One night, Pee-wee Herman appeared on my parents' bootleg HBO like my own personal ADHD Jesus. He was jumping up and down and making a noise like a broken Teddy Ruxpin having the best orgasm of all time. It changed my life forever. Who was this intoxicating fool!? All pale and skinny and flipping out like his toes were on fire? With his just-like-mine bow tie! And his just-like-mine spastic weirdness! I was staring, wide-eyed and awestruck, at what seemed to be nothing less than the manic mirror of my own true, secret soul. I was overwhelmed with something I had never known before: the sense that I was seeing myself reflected in another human being. (Sorry, family!) It gave me hope.

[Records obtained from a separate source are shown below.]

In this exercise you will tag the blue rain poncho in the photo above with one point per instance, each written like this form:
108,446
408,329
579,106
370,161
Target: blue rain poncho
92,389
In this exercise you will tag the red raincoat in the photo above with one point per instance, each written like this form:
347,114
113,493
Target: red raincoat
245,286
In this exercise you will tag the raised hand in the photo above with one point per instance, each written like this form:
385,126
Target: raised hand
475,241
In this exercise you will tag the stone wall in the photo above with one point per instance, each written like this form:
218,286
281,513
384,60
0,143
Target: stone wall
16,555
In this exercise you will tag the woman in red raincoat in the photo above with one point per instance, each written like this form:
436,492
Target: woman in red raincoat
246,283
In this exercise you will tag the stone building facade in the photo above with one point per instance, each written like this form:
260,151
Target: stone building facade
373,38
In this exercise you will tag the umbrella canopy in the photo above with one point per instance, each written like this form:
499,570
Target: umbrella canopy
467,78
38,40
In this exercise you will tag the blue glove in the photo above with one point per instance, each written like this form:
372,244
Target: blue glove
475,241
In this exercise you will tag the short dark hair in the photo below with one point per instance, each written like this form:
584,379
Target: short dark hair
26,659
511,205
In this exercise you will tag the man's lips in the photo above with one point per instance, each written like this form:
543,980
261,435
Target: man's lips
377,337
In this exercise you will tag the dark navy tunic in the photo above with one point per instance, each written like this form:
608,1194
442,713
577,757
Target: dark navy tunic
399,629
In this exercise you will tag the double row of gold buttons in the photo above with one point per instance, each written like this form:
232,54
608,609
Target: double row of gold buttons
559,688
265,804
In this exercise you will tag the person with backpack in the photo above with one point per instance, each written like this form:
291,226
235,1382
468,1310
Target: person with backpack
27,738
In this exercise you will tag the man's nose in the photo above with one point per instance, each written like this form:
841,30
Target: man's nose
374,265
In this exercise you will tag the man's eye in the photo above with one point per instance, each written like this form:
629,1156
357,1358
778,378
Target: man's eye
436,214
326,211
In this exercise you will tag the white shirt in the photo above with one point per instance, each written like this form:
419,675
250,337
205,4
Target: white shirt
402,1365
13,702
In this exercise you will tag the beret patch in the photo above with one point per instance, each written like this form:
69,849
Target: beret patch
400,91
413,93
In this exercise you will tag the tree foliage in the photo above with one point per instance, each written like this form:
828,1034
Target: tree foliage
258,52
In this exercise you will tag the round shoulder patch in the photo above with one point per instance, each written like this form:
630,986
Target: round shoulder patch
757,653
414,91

Pee-wee's Big Adventure was shown on HBO twice a day that summer, and I watched it twice a day. From the first earnest "Tweedle-tweedle! Boom-bom!" of Danny Elfman's score (a signature noise that would augment and finally come to plague films for generations to come), I was enraptured with its circus world of Claymation dinosaurs and magic tricks and primary colors—a petulant child's toy-box world, where ingenious contraptions flipped the flapjacks and poured the morning cereal, where the furniture was alive sometimes and knew from a quip. Everything about it reflected the weird and secret world that lived inside me—the world I wanted to create for myself outside, too. Oh, to ride my magical bike through the Universal Studios lot, causing mayhem, reckless and free! To go on wild, cross-country goose chases, riding the rails hobo-style, tangling with bikers, cons, ghosts! King of the freaks! Forever young! ALIVE!

Pee-wee became my secret best friend and mentor. His adventures taught me many important things: that violence and intolerance could be bested with a great fucking pair of shoes and some smart dance moves; that putting on women's clothes can get you through some pretty sticky spots; that when you're faced with a burning pet shop, save the damn snakes, too. Important life stuff.

Pee-wee grew in me as I grew. Learning to drive at 14 merely afforded me the opportunity to perfect my unblinking impression of Large Marge's ghost. ("When they finally pulled the driver's body... from the TWISTED, BURNING wreck...") Pee-wee's eye-rolling rebuff of Dottie's awkward, misguided romantic attentions is another scene that played itself out again and again in my life. (He intimated some gleefully wicked secret: "Things you couldn't understand, Dottie. Things you SHOULDN'T understand..." Exactly!)

Pee-wee and his big adventure were the blueprints for the boy I was and the freaky man-boy I am. I have never tired of it. At this point, I don't think it's possible. And yes, I still have that damn red bow tie. A few, actually. recommended

Pee-wee's Big Adventure will be playing every night from May 31 to June 5 at Central Cinema. I'll be there every time. I invite you to love it with me again, for the millionth time.